C’est donc cet album qu’il était venu présenter au Music Village ce mercredi 30 novembre.

Un quartette sans instrument harmonique, ce n’est pas de tout repos pour les deux saxophonistes qui se retrouvent devant. Ils ont intérêt à toujours être sur la balle et à ne jamais relâcher l’attention. Heureusement, les compositions de Mauro Gargano sont efficacement équilibrées. Les mélodies sont souvent enlevées et entraînantes, plutôt nerveuses, laissant régulièrement le champ libre au ténor fougueux de Francesco Bearzati ou à l’alto agile de Stéphane Mercier.

Entre eux, la musique circule et les deux souffleurs peuvent dialoguer et échanger à merveille.

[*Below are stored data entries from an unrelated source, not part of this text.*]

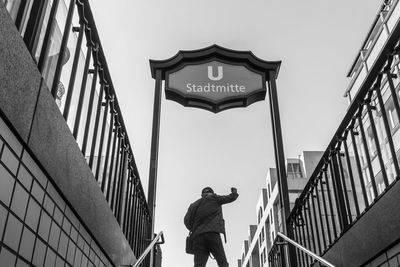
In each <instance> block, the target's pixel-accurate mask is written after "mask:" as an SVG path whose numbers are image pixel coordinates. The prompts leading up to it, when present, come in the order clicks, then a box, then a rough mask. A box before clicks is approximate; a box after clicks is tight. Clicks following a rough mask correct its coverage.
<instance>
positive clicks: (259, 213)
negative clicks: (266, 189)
mask: <svg viewBox="0 0 400 267" xmlns="http://www.w3.org/2000/svg"><path fill="white" fill-rule="evenodd" d="M261 218H262V208H261V207H260V209H259V210H258V223H260V221H261Z"/></svg>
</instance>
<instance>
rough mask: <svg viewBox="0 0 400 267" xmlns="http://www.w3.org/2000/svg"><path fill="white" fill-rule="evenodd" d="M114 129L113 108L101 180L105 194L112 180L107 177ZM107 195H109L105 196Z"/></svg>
mask: <svg viewBox="0 0 400 267" xmlns="http://www.w3.org/2000/svg"><path fill="white" fill-rule="evenodd" d="M112 103H113V102H112V101H111V102H110V105H112ZM113 128H114V113H113V109H112V106H111V109H110V125H109V128H108V138H107V148H106V154H105V159H104V169H103V178H102V180H101V191H102V192H103V193H104V192H105V191H106V190H107V192H108V191H109V190H110V187H109V186H110V180H109V177H107V170H108V161H109V159H110V149H111V140H112V137H113ZM106 181H107V185H108V187H107V189H106ZM105 195H107V193H106V194H105Z"/></svg>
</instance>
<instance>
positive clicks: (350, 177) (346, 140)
mask: <svg viewBox="0 0 400 267" xmlns="http://www.w3.org/2000/svg"><path fill="white" fill-rule="evenodd" d="M346 131H347V132H348V131H349V130H348V129H347V130H346ZM346 139H347V138H346ZM343 146H344V152H345V157H346V163H347V172H348V174H349V179H350V183H351V190H352V191H353V199H354V206H355V208H356V215H357V217H358V216H360V208H359V206H358V199H357V191H356V186H355V184H354V176H353V170H352V166H351V162H350V156H349V149H348V147H347V140H344V141H343Z"/></svg>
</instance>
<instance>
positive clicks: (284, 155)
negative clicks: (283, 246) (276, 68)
mask: <svg viewBox="0 0 400 267" xmlns="http://www.w3.org/2000/svg"><path fill="white" fill-rule="evenodd" d="M269 77H270V80H269V82H268V84H269V101H270V109H271V114H270V115H271V124H272V129H273V138H274V147H275V162H276V163H277V164H278V165H277V166H276V167H277V173H278V186H279V195H280V200H281V201H280V205H281V208H282V210H281V214H282V226H283V229H282V230H283V231H284V233H286V235H287V236H288V237H289V238H291V239H293V229H291V228H290V227H286V221H287V220H288V219H289V216H290V201H289V190H288V185H287V175H286V165H285V155H284V149H283V138H282V129H281V121H280V115H279V104H278V94H277V86H276V80H275V77H276V73H275V71H270V72H269ZM289 262H290V266H291V267H296V266H297V264H296V250H295V248H294V247H293V246H289Z"/></svg>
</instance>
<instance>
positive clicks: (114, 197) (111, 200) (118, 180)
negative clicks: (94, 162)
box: [111, 127, 121, 215]
mask: <svg viewBox="0 0 400 267" xmlns="http://www.w3.org/2000/svg"><path fill="white" fill-rule="evenodd" d="M120 129H121V128H120V127H118V132H116V134H117V139H118V144H117V149H116V151H115V154H116V155H115V156H116V159H115V168H114V175H113V177H114V179H113V180H114V181H113V190H112V194H111V210H112V211H113V212H114V215H115V205H114V204H115V195H116V190H117V186H118V182H119V180H118V176H117V172H118V167H119V154H120V153H121V138H120V136H119V135H120Z"/></svg>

Si on le connaît incisif (voire même parfois intenable), Bearzatti est d’abord ici  au service du groupe. Pas de problème d’ego dans ce quartette ! Une fois il soutient Mercier, une fois c’est l’inverse. Mais quand il prend un chorus, il se lâche vraiment. Et c’est là qu’il montre qu’il est bien l’un des saxophonistes les plus talentueux d’Europe. Et puis, lorsqu’il empoigne la clarinette, il nous fait entrer dans un tout autre univers, rempli d’émotions où la joie, la tendresse ou la tristesse se mélangent… comme dans la vie.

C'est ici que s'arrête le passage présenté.